To someone like myself, it was a matter of obvious consistency to support both ‘better together’ and ‘remain’.
Yet I was, alongside the majority of my fellow Scots, on the losing side of the EUref. It was a hard thing to bare, emotionally scarring moment for a pro-EU 27 year old like myself. For most members of my millennial generation ‘Europe’ was a fact of social, economic and political life.
Enter Sturgeon and the SNP. They positioned themselves to take advantage of such a Brexit outcome. They did this on the – deeply naive – assumption that people in my position could be cajoled into joining her separatist march. It is vital that people like myself stand up and say in no uncertain terms to the Nat government: not in my name.
The problem with the SNP prospectus is that it offers no logical pathway for someone in my position to follow. And let me remind you, the majority of Scots are in my position; no voting remainers.
“There is no such logical, political or, for many of us, personal read-across” –Brian Wilson
It takes a unique mix of self-regard and brass-neck to assume that just because I was on the losing side of the EUref that I’ll simply toss my hat into a ‘united front’ against Brexit.
Firstly, I am in no rush to toss away the one union I did succeed in keeping intact; that is to say the British union; just because I can’t keep my other valued union. How does it make any logical or rational sense? We can’t keep our membership of the EU that I believed in, so I need to also abandon the other union I believe in – which I did succeed in retaining. A bit of a non sequitur surely? Voted for the British union, and the EU union. Won one and lost one. The logical response isn’t to turn round and overturn the first victory that I fought for.
Secondly, as a democratic minded person I’d be guilty of a total hypocrisy if I threw my toys out of the pram because the second of our two crucial referendums didn’t go my way.
That is the thing about referendums when you’re a democrat. You need to take a deep breath and accept the result if you lose it. I celebrated the ‘bettertogether’ victory, and mourned the ‘brexit’ victory. But as a democrat I accept the result: brexit means brexit.
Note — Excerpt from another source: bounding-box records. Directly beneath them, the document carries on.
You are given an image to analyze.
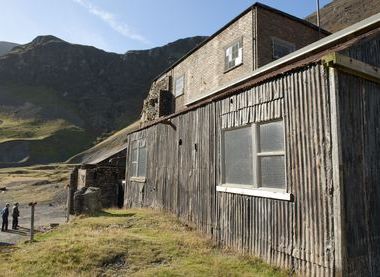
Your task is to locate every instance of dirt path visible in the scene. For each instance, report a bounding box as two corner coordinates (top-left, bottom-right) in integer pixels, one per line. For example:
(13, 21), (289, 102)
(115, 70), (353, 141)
(0, 204), (66, 246)
(0, 165), (71, 246)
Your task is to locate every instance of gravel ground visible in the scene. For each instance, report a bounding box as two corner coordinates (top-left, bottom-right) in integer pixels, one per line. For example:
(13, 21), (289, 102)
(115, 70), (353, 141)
(0, 204), (66, 243)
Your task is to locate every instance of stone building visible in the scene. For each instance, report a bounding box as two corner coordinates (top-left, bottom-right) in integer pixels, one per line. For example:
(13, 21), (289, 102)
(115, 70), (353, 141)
(124, 1), (380, 276)
(141, 3), (329, 122)
(68, 148), (127, 214)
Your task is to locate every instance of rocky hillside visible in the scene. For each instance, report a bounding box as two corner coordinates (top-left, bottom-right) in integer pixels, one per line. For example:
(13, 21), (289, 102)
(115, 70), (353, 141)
(0, 36), (204, 166)
(306, 0), (380, 32)
(0, 41), (18, 56)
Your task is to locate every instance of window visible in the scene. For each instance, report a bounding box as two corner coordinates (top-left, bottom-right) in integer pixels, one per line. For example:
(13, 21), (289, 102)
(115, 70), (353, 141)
(175, 75), (185, 96)
(131, 139), (147, 177)
(223, 121), (285, 190)
(256, 121), (285, 189)
(224, 39), (243, 71)
(272, 38), (296, 59)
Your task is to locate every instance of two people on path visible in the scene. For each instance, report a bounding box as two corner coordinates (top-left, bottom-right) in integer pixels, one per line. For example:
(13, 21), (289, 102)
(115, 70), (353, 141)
(1, 203), (20, 232)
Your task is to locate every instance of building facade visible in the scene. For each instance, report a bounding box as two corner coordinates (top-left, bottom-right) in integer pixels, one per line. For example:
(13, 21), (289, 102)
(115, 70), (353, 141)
(124, 3), (380, 276)
(142, 3), (329, 122)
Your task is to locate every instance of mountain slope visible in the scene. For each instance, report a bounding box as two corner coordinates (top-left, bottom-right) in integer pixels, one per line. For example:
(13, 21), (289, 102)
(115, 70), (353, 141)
(0, 41), (18, 56)
(306, 0), (380, 32)
(0, 33), (208, 166)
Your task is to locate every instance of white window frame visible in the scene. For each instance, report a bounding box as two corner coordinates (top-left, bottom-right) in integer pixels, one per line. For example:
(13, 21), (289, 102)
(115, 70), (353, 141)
(272, 37), (296, 59)
(174, 74), (185, 97)
(130, 138), (148, 182)
(223, 37), (244, 73)
(216, 119), (292, 201)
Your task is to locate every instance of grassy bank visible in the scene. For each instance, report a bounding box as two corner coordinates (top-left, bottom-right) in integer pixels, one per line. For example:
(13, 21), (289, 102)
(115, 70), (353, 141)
(0, 209), (288, 276)
(0, 164), (74, 204)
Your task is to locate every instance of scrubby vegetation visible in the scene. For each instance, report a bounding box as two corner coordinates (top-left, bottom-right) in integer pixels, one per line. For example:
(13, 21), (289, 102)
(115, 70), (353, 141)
(0, 209), (288, 276)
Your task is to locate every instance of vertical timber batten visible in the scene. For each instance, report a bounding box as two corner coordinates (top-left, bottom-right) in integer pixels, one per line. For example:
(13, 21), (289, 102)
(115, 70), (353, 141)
(328, 67), (346, 276)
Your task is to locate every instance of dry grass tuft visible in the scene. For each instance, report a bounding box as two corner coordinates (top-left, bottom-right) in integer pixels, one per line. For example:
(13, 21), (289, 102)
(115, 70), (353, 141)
(0, 209), (288, 276)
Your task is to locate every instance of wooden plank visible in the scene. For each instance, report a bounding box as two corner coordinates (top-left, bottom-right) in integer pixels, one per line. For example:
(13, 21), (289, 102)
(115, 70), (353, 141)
(322, 52), (380, 83)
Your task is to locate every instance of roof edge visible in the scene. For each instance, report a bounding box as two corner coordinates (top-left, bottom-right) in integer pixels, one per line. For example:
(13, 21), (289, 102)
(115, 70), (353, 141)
(152, 2), (331, 82)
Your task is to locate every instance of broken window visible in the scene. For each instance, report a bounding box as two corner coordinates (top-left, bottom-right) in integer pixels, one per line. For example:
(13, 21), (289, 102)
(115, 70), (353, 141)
(131, 139), (147, 177)
(224, 39), (243, 71)
(222, 120), (285, 190)
(272, 38), (296, 59)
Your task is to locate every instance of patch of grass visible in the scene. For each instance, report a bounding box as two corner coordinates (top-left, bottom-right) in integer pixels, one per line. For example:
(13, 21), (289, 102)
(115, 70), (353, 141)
(0, 113), (72, 143)
(0, 164), (74, 204)
(0, 209), (288, 276)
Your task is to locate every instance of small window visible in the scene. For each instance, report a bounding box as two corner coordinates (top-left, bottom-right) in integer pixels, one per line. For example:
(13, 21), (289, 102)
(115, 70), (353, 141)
(224, 39), (243, 71)
(222, 121), (286, 190)
(223, 127), (253, 185)
(256, 121), (285, 189)
(131, 139), (147, 177)
(175, 75), (185, 96)
(272, 38), (296, 59)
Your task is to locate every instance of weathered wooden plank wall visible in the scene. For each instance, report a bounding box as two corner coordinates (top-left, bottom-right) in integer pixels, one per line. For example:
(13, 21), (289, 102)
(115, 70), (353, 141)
(338, 73), (380, 276)
(125, 64), (334, 276)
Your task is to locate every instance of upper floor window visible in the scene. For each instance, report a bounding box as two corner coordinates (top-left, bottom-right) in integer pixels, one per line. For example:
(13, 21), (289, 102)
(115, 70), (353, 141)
(224, 39), (243, 71)
(131, 139), (147, 177)
(272, 38), (296, 59)
(222, 121), (285, 191)
(175, 75), (185, 96)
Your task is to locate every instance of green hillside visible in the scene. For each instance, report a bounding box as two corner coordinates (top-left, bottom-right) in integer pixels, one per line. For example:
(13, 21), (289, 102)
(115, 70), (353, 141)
(0, 36), (208, 167)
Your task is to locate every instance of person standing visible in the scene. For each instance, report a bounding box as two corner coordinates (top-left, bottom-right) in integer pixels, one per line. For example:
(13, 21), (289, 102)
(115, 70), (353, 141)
(12, 203), (20, 230)
(1, 203), (9, 232)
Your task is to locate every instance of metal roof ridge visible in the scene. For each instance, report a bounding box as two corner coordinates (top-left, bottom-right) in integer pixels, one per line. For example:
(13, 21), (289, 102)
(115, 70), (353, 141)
(185, 13), (380, 106)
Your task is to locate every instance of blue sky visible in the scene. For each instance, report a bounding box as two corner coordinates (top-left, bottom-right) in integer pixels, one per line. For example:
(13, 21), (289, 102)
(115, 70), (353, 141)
(0, 0), (330, 53)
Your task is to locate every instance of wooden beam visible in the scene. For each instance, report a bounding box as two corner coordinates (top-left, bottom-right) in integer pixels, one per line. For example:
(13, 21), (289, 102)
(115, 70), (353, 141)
(322, 52), (380, 84)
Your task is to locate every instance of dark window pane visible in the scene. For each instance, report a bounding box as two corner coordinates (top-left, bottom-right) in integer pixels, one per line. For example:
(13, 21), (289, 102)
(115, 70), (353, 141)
(224, 127), (253, 185)
(259, 121), (284, 152)
(137, 147), (147, 177)
(259, 156), (285, 189)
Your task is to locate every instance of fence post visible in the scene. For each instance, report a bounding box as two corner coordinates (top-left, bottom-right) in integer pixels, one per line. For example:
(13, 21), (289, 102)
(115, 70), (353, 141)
(29, 202), (37, 242)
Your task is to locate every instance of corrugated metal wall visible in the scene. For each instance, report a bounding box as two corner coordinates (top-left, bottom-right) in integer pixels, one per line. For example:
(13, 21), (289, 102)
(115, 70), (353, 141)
(125, 64), (334, 276)
(338, 73), (380, 276)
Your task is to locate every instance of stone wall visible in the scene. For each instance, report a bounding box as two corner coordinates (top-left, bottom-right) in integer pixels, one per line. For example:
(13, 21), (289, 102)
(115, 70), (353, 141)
(141, 76), (172, 122)
(142, 5), (326, 122)
(69, 150), (126, 214)
(257, 8), (326, 67)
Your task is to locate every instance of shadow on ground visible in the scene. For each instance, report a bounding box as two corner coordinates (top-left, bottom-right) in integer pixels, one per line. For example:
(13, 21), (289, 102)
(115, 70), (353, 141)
(94, 211), (135, 217)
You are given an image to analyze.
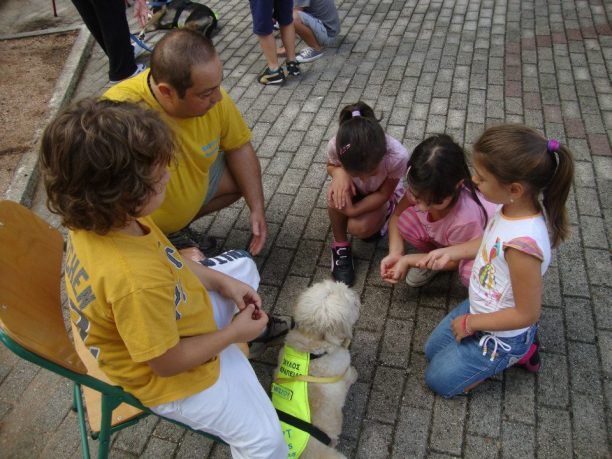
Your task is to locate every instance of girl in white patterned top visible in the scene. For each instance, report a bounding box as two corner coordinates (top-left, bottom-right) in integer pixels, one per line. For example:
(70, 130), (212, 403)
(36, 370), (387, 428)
(420, 125), (574, 397)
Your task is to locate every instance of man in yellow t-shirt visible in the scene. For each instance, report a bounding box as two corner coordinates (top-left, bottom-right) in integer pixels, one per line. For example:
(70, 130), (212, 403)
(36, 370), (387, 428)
(40, 99), (287, 459)
(104, 29), (267, 261)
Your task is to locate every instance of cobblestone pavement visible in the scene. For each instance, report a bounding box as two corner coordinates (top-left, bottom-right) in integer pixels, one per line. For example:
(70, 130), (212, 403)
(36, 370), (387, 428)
(0, 0), (612, 458)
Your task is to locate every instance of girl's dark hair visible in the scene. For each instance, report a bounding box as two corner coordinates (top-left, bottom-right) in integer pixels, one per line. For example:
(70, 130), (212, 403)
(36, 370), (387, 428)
(40, 98), (174, 234)
(336, 101), (387, 173)
(406, 134), (488, 228)
(474, 124), (574, 247)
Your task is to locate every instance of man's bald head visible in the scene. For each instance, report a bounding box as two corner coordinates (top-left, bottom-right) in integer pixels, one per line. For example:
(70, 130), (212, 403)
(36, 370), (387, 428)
(151, 29), (217, 98)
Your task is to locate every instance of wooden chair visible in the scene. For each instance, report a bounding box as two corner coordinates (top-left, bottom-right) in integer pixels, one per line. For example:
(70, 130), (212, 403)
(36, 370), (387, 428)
(0, 201), (221, 458)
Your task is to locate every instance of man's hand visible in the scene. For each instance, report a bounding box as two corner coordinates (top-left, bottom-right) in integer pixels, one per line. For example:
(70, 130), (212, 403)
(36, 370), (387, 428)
(249, 212), (268, 256)
(217, 276), (261, 311)
(134, 0), (149, 27)
(228, 304), (268, 343)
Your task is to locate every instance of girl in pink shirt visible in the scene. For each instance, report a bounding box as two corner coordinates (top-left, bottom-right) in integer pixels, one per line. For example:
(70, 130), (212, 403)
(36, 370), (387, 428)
(327, 102), (409, 286)
(380, 134), (495, 287)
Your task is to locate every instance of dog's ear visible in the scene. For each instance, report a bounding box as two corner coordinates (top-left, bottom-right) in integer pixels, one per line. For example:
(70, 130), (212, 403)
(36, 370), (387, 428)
(294, 280), (360, 341)
(144, 5), (168, 32)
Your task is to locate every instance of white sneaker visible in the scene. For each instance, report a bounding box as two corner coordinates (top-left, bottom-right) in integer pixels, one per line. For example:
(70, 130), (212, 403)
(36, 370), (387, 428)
(406, 268), (439, 288)
(109, 64), (147, 84)
(295, 48), (323, 64)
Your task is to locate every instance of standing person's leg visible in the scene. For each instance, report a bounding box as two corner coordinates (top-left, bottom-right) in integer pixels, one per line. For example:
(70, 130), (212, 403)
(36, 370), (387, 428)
(249, 0), (285, 84)
(293, 10), (321, 51)
(274, 0), (295, 62)
(81, 0), (137, 81)
(293, 11), (334, 63)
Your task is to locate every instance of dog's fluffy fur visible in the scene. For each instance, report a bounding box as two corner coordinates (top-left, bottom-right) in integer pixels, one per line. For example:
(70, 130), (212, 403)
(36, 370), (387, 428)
(143, 0), (217, 38)
(276, 280), (360, 458)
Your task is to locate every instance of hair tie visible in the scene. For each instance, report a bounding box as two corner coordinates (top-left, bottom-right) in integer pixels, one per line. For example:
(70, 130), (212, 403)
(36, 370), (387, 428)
(546, 139), (561, 153)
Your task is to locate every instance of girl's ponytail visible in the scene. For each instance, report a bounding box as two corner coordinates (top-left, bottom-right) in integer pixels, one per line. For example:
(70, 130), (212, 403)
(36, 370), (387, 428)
(336, 101), (387, 174)
(474, 124), (574, 247)
(542, 144), (574, 247)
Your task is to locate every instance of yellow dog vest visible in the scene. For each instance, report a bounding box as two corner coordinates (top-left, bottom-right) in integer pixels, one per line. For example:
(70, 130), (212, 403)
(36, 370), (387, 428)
(272, 345), (310, 458)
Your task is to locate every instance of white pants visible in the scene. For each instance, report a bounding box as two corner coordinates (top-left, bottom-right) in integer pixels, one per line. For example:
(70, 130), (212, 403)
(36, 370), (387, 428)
(151, 251), (288, 459)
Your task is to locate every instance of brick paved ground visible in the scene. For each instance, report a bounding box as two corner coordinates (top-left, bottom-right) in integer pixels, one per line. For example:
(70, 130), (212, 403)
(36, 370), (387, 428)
(0, 0), (612, 458)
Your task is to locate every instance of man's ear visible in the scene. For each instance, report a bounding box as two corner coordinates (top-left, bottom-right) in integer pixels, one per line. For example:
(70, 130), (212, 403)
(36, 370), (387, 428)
(157, 83), (176, 98)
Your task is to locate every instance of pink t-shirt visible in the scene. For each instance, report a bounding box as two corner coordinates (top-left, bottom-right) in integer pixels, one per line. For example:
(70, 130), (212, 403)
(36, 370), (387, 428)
(397, 188), (496, 247)
(327, 131), (410, 200)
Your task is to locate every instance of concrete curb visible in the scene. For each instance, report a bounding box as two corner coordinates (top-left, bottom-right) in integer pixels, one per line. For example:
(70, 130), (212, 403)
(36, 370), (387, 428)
(0, 26), (93, 207)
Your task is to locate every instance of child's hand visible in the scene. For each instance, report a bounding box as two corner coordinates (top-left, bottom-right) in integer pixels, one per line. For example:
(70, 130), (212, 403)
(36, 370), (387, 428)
(451, 314), (471, 342)
(327, 168), (357, 209)
(380, 253), (402, 284)
(384, 253), (422, 284)
(228, 304), (268, 343)
(416, 247), (452, 271)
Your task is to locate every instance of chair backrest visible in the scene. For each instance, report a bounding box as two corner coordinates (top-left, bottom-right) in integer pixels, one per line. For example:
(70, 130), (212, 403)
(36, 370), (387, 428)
(0, 201), (87, 374)
(0, 201), (142, 432)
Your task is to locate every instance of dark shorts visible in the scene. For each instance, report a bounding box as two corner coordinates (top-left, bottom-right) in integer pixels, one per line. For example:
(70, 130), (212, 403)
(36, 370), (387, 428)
(249, 0), (293, 36)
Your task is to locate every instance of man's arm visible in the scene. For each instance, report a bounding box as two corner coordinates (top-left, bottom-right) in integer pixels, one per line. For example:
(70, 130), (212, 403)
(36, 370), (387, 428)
(225, 142), (268, 255)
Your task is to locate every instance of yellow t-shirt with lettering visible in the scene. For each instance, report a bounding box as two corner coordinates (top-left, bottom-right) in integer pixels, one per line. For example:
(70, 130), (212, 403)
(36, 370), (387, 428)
(64, 217), (219, 406)
(103, 70), (251, 234)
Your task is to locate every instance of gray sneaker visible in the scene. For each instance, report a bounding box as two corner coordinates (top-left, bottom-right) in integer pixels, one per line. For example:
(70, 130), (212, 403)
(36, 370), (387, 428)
(295, 47), (323, 64)
(406, 268), (439, 288)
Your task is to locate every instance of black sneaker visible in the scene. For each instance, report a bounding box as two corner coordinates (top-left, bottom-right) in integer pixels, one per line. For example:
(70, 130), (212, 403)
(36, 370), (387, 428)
(332, 245), (355, 287)
(286, 61), (300, 76)
(249, 315), (295, 359)
(168, 227), (219, 258)
(258, 67), (286, 84)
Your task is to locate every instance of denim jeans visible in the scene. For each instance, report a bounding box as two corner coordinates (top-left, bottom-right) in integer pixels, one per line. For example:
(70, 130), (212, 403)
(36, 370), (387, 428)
(425, 300), (537, 397)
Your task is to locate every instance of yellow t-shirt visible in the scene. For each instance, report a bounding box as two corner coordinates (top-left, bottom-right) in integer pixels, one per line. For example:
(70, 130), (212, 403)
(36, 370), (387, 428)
(103, 70), (251, 234)
(64, 217), (219, 406)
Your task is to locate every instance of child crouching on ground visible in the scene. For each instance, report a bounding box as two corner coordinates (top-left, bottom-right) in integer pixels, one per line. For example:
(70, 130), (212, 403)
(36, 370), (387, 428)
(41, 100), (287, 459)
(327, 102), (410, 287)
(419, 124), (574, 397)
(380, 134), (495, 287)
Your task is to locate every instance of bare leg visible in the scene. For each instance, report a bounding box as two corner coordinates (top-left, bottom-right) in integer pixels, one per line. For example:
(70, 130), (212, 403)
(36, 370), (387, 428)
(293, 10), (321, 51)
(274, 22), (295, 61)
(257, 34), (280, 70)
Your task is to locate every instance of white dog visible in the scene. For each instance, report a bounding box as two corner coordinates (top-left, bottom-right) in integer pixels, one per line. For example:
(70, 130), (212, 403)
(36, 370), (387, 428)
(272, 280), (360, 458)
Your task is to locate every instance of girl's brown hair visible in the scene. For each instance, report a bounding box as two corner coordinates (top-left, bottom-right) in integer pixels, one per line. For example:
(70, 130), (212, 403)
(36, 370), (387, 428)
(40, 99), (174, 234)
(474, 124), (574, 247)
(336, 101), (387, 174)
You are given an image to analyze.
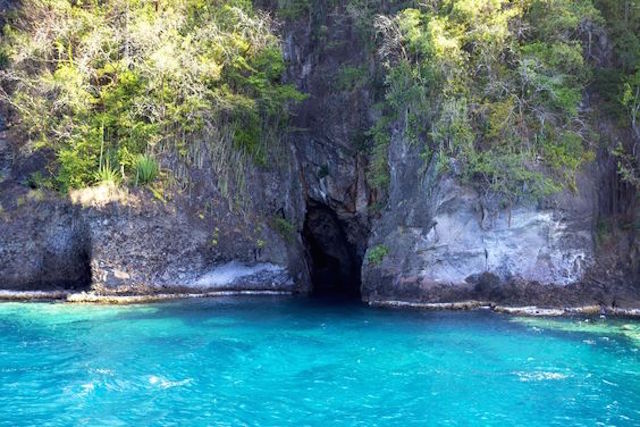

And this is at the heart of Nicola Sturgeon’s increasing woes over her long march to separation: her current strategy relies on a fundamental non-sequitur for people in my position. People in my position are the majority of Scottish voters on this particular question. The SNP shall soon discover that we won’t be changing our minds on the indyref. We believed the British union was important then, and continue to believe it is now. The loss of the EUref does not alter this core reality. It most certainly is not a ‘fundamental change of circumstances’ justifying reopening the independence question against the wishes of the Scottish people.